Jean et Jeanne Philippeau
Abraham et Malka Reimann sont originaires de Pologne. Ils s’installent à Paris dans les années 1928-1930. Ils ont deux filles, Madeleine et Arlette. Ils sont fourreurs et habitent au 114 rue du Temple à Paris (3e). La famille Reimann est fièrement assimilée tout en suivant la tradition juive, totalement laïque et insuffle à leurs deux filles la fierté pour leur identité française.

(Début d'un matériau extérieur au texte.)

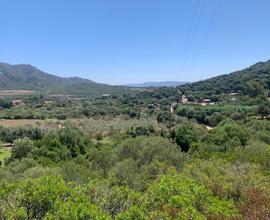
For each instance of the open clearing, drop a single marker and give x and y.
(16, 92)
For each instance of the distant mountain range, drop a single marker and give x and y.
(156, 84)
(233, 82)
(28, 77)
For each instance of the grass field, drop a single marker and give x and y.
(15, 92)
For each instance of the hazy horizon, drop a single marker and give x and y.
(124, 42)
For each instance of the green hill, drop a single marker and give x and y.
(29, 77)
(234, 82)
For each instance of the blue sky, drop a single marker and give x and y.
(124, 41)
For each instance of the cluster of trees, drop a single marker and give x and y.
(187, 173)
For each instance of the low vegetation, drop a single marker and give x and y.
(145, 155)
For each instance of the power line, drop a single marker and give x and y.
(190, 31)
(207, 32)
(195, 29)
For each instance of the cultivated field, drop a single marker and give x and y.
(15, 92)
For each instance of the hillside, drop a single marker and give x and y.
(30, 78)
(233, 82)
(156, 84)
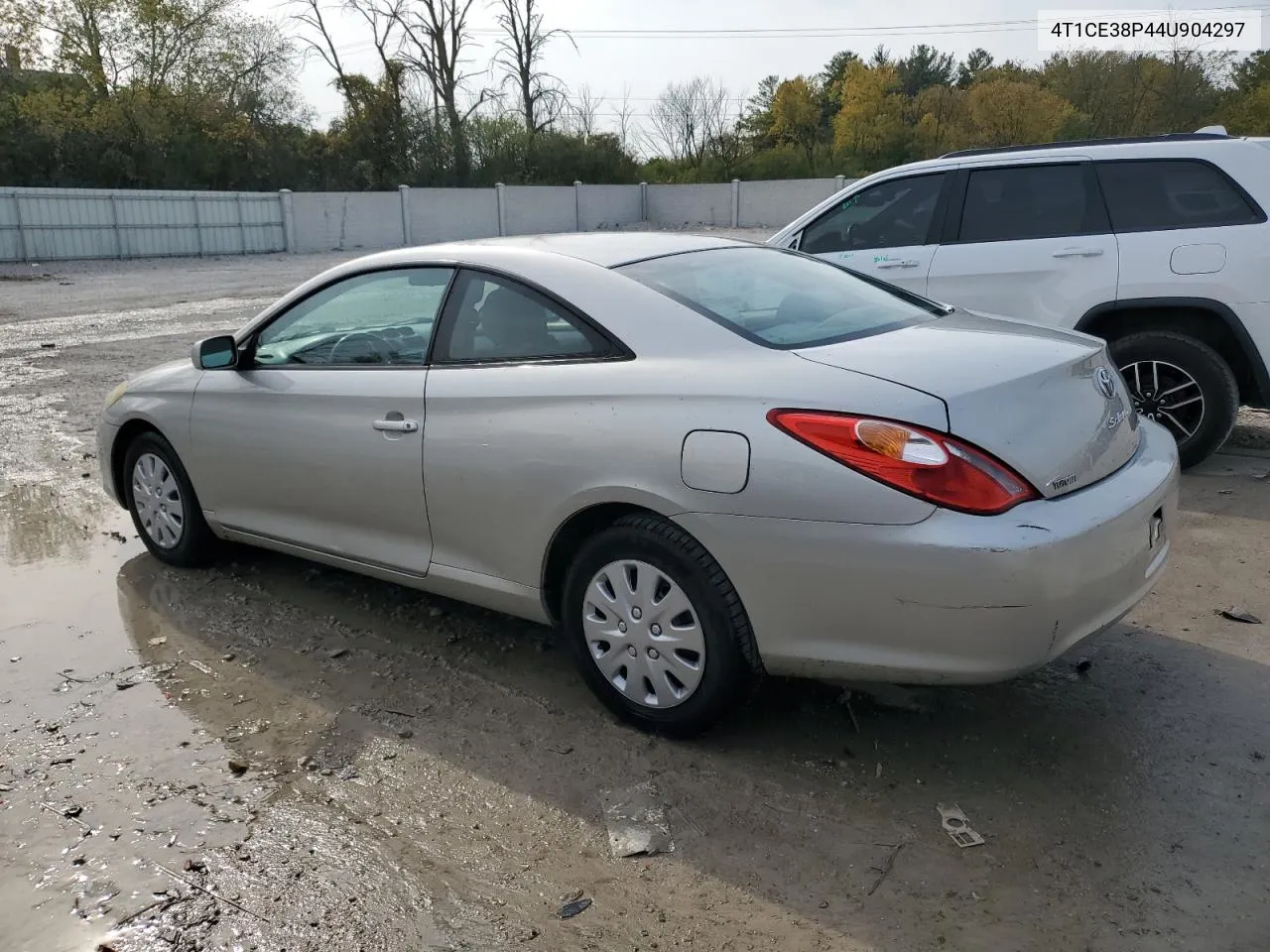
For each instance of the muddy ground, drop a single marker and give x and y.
(276, 756)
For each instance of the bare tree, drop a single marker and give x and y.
(689, 118)
(520, 56)
(317, 40)
(625, 119)
(584, 112)
(436, 36)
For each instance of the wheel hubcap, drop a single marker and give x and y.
(157, 500)
(1166, 394)
(644, 634)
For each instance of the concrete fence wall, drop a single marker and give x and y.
(44, 225)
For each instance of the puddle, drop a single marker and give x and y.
(143, 763)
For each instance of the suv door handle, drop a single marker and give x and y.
(395, 425)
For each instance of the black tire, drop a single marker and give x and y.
(731, 666)
(197, 546)
(1206, 368)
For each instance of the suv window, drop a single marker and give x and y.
(382, 317)
(1156, 194)
(888, 214)
(497, 318)
(778, 298)
(1025, 202)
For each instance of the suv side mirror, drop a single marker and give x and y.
(216, 353)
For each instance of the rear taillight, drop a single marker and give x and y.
(928, 465)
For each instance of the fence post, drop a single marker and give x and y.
(114, 225)
(198, 226)
(238, 200)
(404, 190)
(289, 220)
(22, 230)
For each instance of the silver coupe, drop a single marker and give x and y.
(703, 460)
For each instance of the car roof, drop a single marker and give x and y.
(606, 249)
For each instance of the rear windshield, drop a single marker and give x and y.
(779, 298)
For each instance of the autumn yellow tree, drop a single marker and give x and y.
(797, 116)
(1007, 112)
(870, 127)
(942, 118)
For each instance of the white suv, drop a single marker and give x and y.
(1157, 245)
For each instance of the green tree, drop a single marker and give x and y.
(924, 67)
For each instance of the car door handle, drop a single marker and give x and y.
(395, 425)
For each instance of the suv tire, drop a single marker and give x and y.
(1166, 372)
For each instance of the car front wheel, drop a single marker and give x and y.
(163, 504)
(1184, 385)
(657, 629)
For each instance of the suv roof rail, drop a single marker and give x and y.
(1084, 143)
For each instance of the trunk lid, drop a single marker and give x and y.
(1035, 398)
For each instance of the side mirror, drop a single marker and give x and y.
(216, 353)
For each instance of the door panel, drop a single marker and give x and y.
(512, 371)
(318, 438)
(887, 230)
(1033, 243)
(324, 458)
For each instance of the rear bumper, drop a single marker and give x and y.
(955, 598)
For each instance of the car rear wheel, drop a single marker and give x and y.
(657, 629)
(163, 504)
(1184, 385)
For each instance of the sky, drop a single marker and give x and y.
(619, 46)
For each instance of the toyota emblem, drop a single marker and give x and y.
(1105, 382)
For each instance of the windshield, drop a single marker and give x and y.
(779, 298)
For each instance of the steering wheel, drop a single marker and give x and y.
(361, 339)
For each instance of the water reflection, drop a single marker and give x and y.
(42, 521)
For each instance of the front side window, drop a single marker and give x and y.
(377, 318)
(497, 318)
(778, 298)
(1171, 193)
(889, 214)
(1028, 202)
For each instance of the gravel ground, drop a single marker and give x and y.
(277, 756)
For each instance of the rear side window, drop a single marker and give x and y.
(1025, 202)
(1173, 193)
(778, 298)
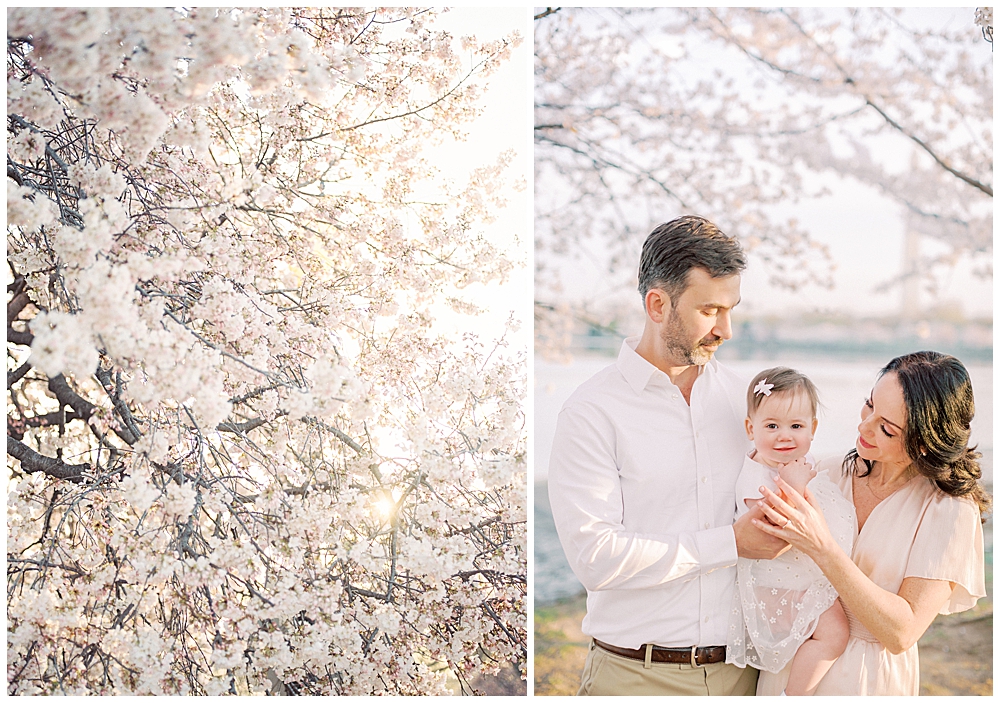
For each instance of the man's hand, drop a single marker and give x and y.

Avant la guerre, Madeleine et Arlette vivent comme tous les enfants français de leur âge. La famille est assez aisée, le commerce est florissant. Pendant la guerre, Abraham pensait ne rien craindre. Il s’était engagé dans l’armée française, au 28e bataillon, en 1939 au moment de la déclaration de guerre. Il n’avait pas enfreint la loi et a répondu présent à la convocation du billet vert du 14 mai 1941. Il est arrêté et envoyé à Pithiviers. Pourtant il ne cessait de répéter à ses filles : « La France est le pays des Droits de l’Homme, on ne risque rien ! ». Pour pouvoir vivre non loin de son mari, Malka décide d’aller à Pithiviers et incidemment, dans un train, elle fait la connaissance d’une dame, Mme Schiffmacker, dont le mari est gendarme et gardien dans le camp de Pithiviers. Toutes deux sympathisent. Elle inscrit ses filles à l’école. Arlette et Madeleine vont au catéchisme et au patronage.

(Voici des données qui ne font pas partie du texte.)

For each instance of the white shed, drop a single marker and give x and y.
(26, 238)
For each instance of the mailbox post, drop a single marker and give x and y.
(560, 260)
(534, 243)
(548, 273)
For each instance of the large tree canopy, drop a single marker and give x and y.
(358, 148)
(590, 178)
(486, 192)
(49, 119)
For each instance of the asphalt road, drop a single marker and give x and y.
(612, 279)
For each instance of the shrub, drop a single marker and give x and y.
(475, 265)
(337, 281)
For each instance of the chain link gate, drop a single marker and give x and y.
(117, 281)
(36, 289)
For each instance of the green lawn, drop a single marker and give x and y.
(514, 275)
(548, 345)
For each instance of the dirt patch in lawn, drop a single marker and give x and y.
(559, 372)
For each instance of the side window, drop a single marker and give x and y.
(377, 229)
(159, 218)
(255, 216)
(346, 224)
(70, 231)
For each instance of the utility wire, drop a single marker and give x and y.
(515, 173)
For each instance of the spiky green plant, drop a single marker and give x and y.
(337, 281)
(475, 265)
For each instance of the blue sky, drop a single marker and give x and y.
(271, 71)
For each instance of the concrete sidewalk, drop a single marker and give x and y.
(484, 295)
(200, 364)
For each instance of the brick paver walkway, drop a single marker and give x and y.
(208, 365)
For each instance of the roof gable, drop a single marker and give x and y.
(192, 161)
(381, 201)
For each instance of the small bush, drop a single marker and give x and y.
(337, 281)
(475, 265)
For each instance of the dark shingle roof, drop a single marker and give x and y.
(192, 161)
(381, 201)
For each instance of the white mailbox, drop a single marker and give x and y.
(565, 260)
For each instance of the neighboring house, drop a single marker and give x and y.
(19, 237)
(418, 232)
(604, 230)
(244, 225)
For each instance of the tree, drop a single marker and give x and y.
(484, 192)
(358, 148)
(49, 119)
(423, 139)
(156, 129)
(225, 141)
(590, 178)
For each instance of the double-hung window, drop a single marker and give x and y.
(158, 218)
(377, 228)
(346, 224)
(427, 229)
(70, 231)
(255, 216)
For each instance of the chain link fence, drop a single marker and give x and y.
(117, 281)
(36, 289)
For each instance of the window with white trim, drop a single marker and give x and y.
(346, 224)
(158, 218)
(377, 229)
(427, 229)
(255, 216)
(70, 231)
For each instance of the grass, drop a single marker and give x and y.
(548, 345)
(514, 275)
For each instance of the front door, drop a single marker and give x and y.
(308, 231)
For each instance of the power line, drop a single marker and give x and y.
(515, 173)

En juillet 1942, arrivent les grandes vacances. Mme Schiffmacker croit bon, pour leur faire plaisir, de permettre à Madeleine et Arlette de retourner à Paris retrouver leur maman. Mais là, elles doivent porter l’étoile jaune. Le 16 juillet, toutes les trois se retrouvent entraînées dans cette horrible journée de la rafle du Vel d’Hiv. Des policiers français viennent arrêter Abraham. Des coups retentissent à la porte. Malka ouvre. Deux policiers lui disent : « Nous venons arrêter votre mari, Abraham Reimann. » Malka leur répond qu’il a déjà été arrêté et qu’il est parti en « destination inconnue ». Alors ils décident d’arrêter Malka avec ses deux filles ainsi que 3 autres familles juives avec des petits enfants qui habitent le même immeuble. Toutes subissent le même sort. Celles-ci ne sont jamais revenues de déportation et ont été assassinées à Auschwitz.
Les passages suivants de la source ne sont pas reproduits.